Distinct patterns of miRNA-induced secondary siRNA production in cytoplasmic and nuclear exosome mutants. (A) Metaplot of siRNA read densities (RP10M) along miRNA target transcripts with significantly higher siRNA production in mutants than in wild-type. Position 0 is defined by miRNA-guided cleavage sites. (B) An example of ectopic secondary siRNA accumulation on a known miRNA target, PHB, in ski2-5 and rrp4 mutants, but not in hen2-5. (C) An example of ectopic secondary siRNA accumulation from a known miRNA target, TCP2, in hen2-5 and rrp4 mutants, but not in ski2-5. Plots are organized as in Figures 2C and 3B. (D) Heatmap of known miRNA targets with significantly more siRNAs produced in ski2-5, hen2-5 and rrp4 compared to WT (Padj. < 0.05). In the heatmap, the z-score of the mean RPM of siRNAs mapped to each miRNA target in WT, ski2-5, hen2-5 and rrp4 are used. The heatmap is clustered by targets. Small RNA libraries prepared from biological triplicates were used for all analyses presented in this figure. (E) Euler diagrams showing overlap in siRNA-producing miRNA targets between ski2-5 and hen2-5 mutants. (F) Abaxial side of detached first true leaves of Col-0, ski2-5, hen2-4 and hen2-4/ski2-5. (G) Rosette phenotypes of Col-0, ski2-5, hen2-4 and hen2-4/ski2-5 mutants. The plants were photographed after 25 days of growth.
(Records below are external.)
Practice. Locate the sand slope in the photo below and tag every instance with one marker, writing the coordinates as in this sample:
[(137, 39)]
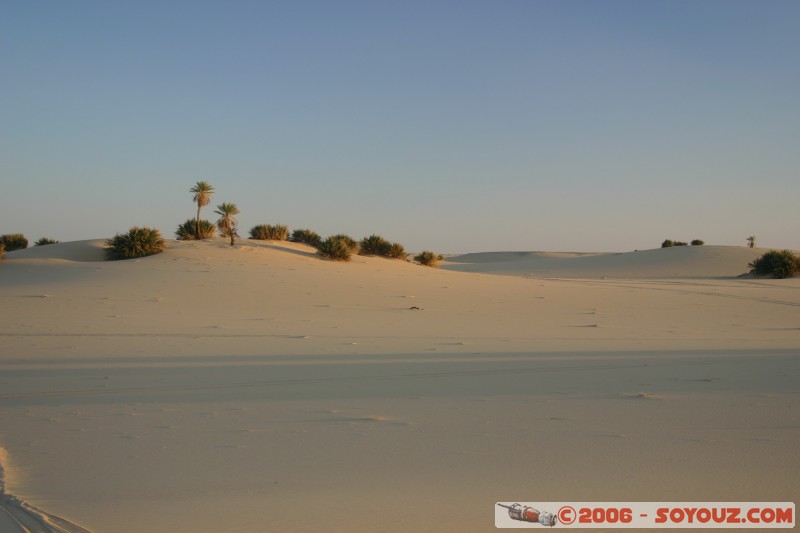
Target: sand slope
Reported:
[(687, 262), (260, 388)]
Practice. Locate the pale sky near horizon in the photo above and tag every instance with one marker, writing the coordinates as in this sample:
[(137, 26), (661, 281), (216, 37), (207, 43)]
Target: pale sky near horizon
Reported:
[(456, 126)]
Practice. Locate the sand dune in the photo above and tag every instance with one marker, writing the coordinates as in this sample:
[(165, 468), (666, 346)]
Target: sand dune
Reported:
[(258, 387), (712, 262)]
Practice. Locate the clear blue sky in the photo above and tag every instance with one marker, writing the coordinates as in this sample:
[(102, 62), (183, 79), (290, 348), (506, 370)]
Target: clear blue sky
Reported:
[(449, 125)]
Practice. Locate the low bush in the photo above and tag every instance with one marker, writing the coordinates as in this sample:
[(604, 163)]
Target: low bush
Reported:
[(397, 251), (265, 232), (336, 248), (306, 236), (351, 243), (137, 242), (374, 245), (780, 264), (14, 241), (188, 230), (427, 258)]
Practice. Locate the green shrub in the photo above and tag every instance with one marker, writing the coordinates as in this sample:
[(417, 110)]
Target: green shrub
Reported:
[(306, 236), (138, 242), (397, 251), (188, 230), (427, 258), (336, 248), (374, 245), (265, 232), (780, 264), (14, 241), (351, 243)]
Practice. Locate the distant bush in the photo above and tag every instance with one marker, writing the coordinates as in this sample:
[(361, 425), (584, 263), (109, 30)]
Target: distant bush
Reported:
[(138, 242), (265, 232), (14, 241), (336, 248), (374, 245), (348, 240), (397, 251), (188, 230), (427, 258), (306, 236), (780, 264)]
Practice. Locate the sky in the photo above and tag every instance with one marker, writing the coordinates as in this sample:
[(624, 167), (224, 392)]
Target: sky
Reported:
[(452, 126)]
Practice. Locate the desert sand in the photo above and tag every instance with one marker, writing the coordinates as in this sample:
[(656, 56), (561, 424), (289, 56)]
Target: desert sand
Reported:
[(260, 388)]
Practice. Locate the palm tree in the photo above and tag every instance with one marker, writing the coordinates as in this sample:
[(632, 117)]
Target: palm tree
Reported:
[(202, 196), (227, 220)]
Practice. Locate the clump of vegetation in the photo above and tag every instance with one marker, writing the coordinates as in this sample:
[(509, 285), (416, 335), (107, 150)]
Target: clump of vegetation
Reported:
[(780, 264), (188, 230), (428, 258), (374, 245), (265, 232), (137, 242), (336, 248), (14, 241), (397, 251), (306, 236), (202, 196), (377, 245), (351, 243), (227, 220)]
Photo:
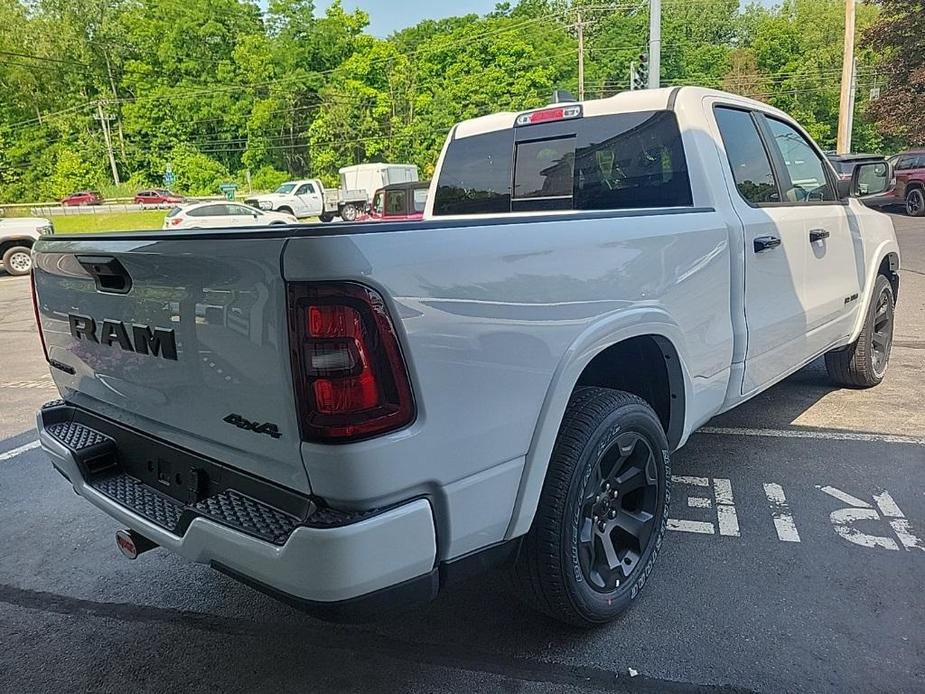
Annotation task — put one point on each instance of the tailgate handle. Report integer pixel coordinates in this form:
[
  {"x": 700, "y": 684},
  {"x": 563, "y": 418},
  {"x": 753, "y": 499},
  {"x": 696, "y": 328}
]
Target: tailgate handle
[{"x": 108, "y": 273}]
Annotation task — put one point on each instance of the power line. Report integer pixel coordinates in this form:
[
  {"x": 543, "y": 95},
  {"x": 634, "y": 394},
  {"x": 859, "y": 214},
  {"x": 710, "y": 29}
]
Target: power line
[{"x": 32, "y": 56}]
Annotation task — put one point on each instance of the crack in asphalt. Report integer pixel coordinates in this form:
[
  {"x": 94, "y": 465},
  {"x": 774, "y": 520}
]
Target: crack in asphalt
[{"x": 433, "y": 654}]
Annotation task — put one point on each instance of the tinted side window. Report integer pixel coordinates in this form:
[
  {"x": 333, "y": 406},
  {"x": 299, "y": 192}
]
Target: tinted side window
[
  {"x": 748, "y": 159},
  {"x": 808, "y": 182},
  {"x": 630, "y": 160},
  {"x": 476, "y": 175},
  {"x": 420, "y": 199},
  {"x": 545, "y": 169}
]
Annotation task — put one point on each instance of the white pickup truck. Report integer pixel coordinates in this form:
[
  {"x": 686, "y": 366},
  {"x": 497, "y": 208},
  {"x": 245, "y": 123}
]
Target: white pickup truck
[
  {"x": 349, "y": 416},
  {"x": 17, "y": 234},
  {"x": 310, "y": 198}
]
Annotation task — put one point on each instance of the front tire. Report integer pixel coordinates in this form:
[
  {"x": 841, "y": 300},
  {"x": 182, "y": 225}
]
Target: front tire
[
  {"x": 602, "y": 513},
  {"x": 17, "y": 260},
  {"x": 915, "y": 202},
  {"x": 863, "y": 363}
]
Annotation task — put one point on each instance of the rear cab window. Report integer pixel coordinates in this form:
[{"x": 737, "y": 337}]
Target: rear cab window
[{"x": 608, "y": 162}]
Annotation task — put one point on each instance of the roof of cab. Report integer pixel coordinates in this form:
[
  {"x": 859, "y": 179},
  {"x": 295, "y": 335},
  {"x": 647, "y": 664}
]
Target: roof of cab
[{"x": 623, "y": 102}]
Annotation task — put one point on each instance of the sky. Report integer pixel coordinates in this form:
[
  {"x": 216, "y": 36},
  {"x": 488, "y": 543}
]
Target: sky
[{"x": 385, "y": 16}]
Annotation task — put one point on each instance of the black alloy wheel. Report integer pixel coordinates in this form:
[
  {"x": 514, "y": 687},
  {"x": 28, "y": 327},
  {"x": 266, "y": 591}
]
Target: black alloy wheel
[{"x": 619, "y": 512}]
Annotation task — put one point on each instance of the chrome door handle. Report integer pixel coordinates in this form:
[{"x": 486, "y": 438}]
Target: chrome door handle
[{"x": 766, "y": 243}]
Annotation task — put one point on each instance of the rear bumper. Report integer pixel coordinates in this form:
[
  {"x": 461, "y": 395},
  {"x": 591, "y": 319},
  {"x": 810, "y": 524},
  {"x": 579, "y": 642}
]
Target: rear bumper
[{"x": 313, "y": 566}]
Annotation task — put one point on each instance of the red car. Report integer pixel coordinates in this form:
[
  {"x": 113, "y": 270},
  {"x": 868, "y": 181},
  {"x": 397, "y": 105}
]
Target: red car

Illicit secondary siRNAs are not phased

We next analyzed the miRNA-induced siRNA populations in ski2, hen2 and rrp4 for phasing relative to the cleavage site, as this may reveal important insight into their mechanism of generation. A phased pattern of accumulation implies that secondary siRNAs resulting from the initial miRNA-dependent recruitment of RDR6 do not trigger further amplification, because small RNA-guided cleavage by AGO1 occurs opposite of nucleotides 10–11 of the guide RNA, thus leading to a 10-nt phase shift if re-amplification occurs (Figure 6A). In contrast, multiple scenarios can explain lack of phasing, including reiterative amplification initially starting from a well-defined point, and single-round amplifications starting from template RNAs not perfectly in phase. We detected no phasing of the illicit siRNA populations mapping to PHB and TCP2, in contrast to the phased TAS1c siRNAs (Figure 6B). At least part of the reason for this result appears to be unaligned 3′-ends of the 5′-cleavage fragments: for PHB, we found that the 3′-most siRNA species, resulting from the first Dicer-catalyzed cleavage event, occurred in at least 6 different phases because of nucleotide tailing and trimming of the PHB 5′-cleavage fragment (Figure 6C).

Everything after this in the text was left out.